Tal como ocurrió en el Mundial de Corea-Japón 2002, el Tri cayó ante Estados Unidos por 2 a 0. Javier Aguirre realizó una serie de cambios erróneos, pifias que él mismo reconoció, al igual que en la gesta mundialista de 2010 en Sudáfrica, ante Argentina.

Y ahora en 2026, la Selección Mexicana quedó nuevamente a deber en un partido de alta exigencia. Más allá del resultado, lo preocupante fue comprobar que Javier Aguirre volvió a equivocarse en el momento más importante: la lectura del partido y los cambios desde la banca.

El futbol moderno exige entrenadores capaces de modificar el rumbo de un encuentro en cuestión de minutos. Los partidos ya no se ganan únicamente con los once titulares; se conquistan desde el banquillo, con variantes tácticas, lectura del rival y decisiones oportunas. Ahí, una vez más, “El Vasco” se quedó corto.

La expulsión de un jugador inglés en el segundo tiempo cambió completamente el escenario. México tenía superioridad numérica y el rival comenzaba a resentir el desgaste físico. Era el momento ideal para abrir la cancha, aprovechar los espacios y desequilibrar con futbolistas de uno contra uno.

Sin embargo, Aguirre eligió el camino equivocado. En lugar de poblar las bandas con jugadores rápidos y encaradores, decidió saturar el área rival con centros y balonazos. Apostó por llenar la zona de remate con Santiago Giménez, “El Memote” Martínez, Brian Gutiérrez y Álvaro Fidalgo, facilitando la tarea de una defensa inglesa que, pese a jugar con diez hombres, nunca perdió el orden.

México terminó atacando de forma predecible. Cada centro encontraba a los defensores británicos bien colocados. Cada balón elevado representaba un alivio para un equipo que jamás sufrió verdaderamente la inferioridad numérica. La lógica indicaba otra cosa.

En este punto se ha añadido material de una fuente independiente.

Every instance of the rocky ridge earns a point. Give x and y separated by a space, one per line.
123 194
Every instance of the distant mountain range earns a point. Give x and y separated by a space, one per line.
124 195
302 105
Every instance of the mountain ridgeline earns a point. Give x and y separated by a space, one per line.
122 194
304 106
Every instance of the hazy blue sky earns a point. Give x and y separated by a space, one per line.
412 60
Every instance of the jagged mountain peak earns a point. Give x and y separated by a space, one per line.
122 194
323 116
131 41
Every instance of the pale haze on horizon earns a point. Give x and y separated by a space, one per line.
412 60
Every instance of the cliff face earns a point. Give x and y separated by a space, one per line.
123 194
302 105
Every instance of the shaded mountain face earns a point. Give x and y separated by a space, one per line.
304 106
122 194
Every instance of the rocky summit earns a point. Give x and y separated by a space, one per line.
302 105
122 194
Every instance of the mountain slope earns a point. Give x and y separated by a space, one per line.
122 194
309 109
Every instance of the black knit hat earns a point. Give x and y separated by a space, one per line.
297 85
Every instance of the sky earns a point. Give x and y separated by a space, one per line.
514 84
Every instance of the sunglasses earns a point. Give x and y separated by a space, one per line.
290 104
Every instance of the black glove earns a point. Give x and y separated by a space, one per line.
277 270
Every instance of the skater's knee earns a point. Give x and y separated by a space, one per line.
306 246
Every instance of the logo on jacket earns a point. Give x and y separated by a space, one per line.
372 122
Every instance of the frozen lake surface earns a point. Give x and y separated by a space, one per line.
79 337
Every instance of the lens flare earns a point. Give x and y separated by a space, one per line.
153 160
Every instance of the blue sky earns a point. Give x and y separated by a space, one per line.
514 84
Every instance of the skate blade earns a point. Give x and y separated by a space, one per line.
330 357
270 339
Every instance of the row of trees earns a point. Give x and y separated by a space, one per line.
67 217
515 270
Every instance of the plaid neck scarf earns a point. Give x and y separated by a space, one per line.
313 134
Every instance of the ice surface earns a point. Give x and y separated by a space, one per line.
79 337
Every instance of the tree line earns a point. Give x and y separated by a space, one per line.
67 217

El partido pedía el ingreso del “Chino” Huerta para romper líneas con velocidad y desequilibrio. Alexis Vega podía encarar permanentemente a los laterales y generar superioridad por los costados. “La Hormiga” González ofrecía movilidad dentro del área y Luis Chávez, con su extraordinario golpeo de media distancia, tenía los argumentos para probar desde fuera y obligar al arquero inglés a emplearse a fondo.

Ninguna de esas variantes apareció cuando más se necesitaban. Tampoco convencieron las decisiones iniciales. Desde el arranque sorprendió que Israel Reyes permaneciera en la banca mientras César Montes, visiblemente disminuido físicamente, continuaba sobre el terreno de juego. El riesgo terminó pasándole factura al funcionamiento defensivo.

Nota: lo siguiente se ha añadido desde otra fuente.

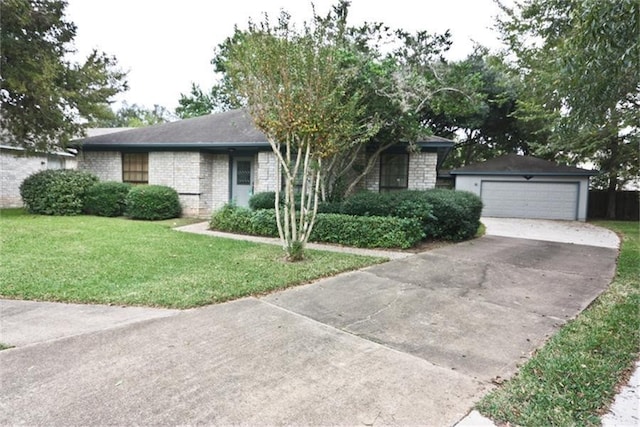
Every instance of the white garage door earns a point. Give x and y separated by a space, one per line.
544 200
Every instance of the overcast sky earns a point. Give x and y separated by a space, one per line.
167 44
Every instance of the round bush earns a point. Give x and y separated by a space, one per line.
264 200
56 191
152 202
106 198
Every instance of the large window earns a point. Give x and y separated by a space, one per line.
135 168
394 171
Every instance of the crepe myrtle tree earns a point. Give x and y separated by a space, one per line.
296 90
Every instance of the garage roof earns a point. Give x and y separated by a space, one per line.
514 164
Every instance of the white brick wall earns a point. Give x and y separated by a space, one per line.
422 171
266 168
372 180
106 165
14 168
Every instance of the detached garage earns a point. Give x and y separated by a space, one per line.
514 186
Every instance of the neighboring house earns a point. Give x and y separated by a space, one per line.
211 160
16 165
527 187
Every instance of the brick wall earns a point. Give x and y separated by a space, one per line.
422 171
372 180
106 165
266 168
14 168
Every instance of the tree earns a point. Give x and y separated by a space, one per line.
199 103
580 64
45 97
297 91
135 116
484 118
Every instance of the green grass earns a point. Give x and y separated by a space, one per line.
88 259
573 378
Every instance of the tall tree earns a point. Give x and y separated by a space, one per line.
135 116
394 87
580 63
297 91
483 119
198 102
46 99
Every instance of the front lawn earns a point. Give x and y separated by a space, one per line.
87 259
573 378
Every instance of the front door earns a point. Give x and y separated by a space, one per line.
242 180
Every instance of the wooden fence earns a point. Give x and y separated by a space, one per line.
627 205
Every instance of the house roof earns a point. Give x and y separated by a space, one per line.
233 129
514 164
222 130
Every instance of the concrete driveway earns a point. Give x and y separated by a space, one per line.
415 341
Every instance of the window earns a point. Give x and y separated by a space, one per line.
243 172
394 171
135 168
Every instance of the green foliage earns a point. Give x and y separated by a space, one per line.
114 261
232 219
263 200
134 116
574 377
349 230
107 198
199 103
263 223
401 204
579 63
457 214
152 202
43 93
56 192
367 231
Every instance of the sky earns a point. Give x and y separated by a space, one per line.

En el mediocampo, Roberto Alvarado y Luis Romo evidenciaban desgaste conforme avanzaban los minutos. Ambos habían realizado un enorme esfuerzo durante el torneo, pero el encuentro exigía piernas frescas. Aguirre tardó demasiado en modificar esa zona, permitiendo que Inglaterra, incluso con un hombre menos, equilibrara el trámite del partido.

Las sustituciones llegaron tarde y, cuando finalmente aparecieron, no respondieron a las necesidades tácticas del encuentro. No todo fue negativo.

Sería injusto ignorar el excelente trabajo realizado por esta Selección durante los cuatro compromisos anteriores. México mostró orden, personalidad y momentos de muy buen futbol. El cuerpo técnico tiene mérito en ese recorrido y el grupo evidenció una identidad competitiva que durante mucho tiempo había estado ausente. Pero precisamente porque este equipo ilusionó, la eliminación duele más.

Las selecciones que aspiran a competir entre las grandes potencias no pueden conformarse con hacer buenos torneos; deben aprender a ganar los partidos que marcan diferencia. Y esos encuentros suelen decidirse desde el banquillo. Ahí es donde los entrenadores de élite hacen valer su experiencia.

México dispone hoy de una generación con mayor talento que en procesos anteriores y cuenta con futbolistas capaces de competir al máximo nivel europeo. El siguiente paso consiste en potenciar esas cualidades desde la dirección técnica.

Por ello no resulta descabellado pensar que el relevo generacional también deberá llegar al banquillo. Rafael Márquez ha iniciado su formación como entrenador y representa una figura con liderazgo, personalidad, conocimiento del futbol europeo y una mentalidad mucho más agresiva desde el punto de vista táctico.

Desde luego, no hay que perder de vista que el problema de fondo del futbol nacional es la voracidad de los dueños, que prefieren tener llenas sus nóminas de jugadores extranjeros que incentivar la generación de nuevos prospectos mexicanos.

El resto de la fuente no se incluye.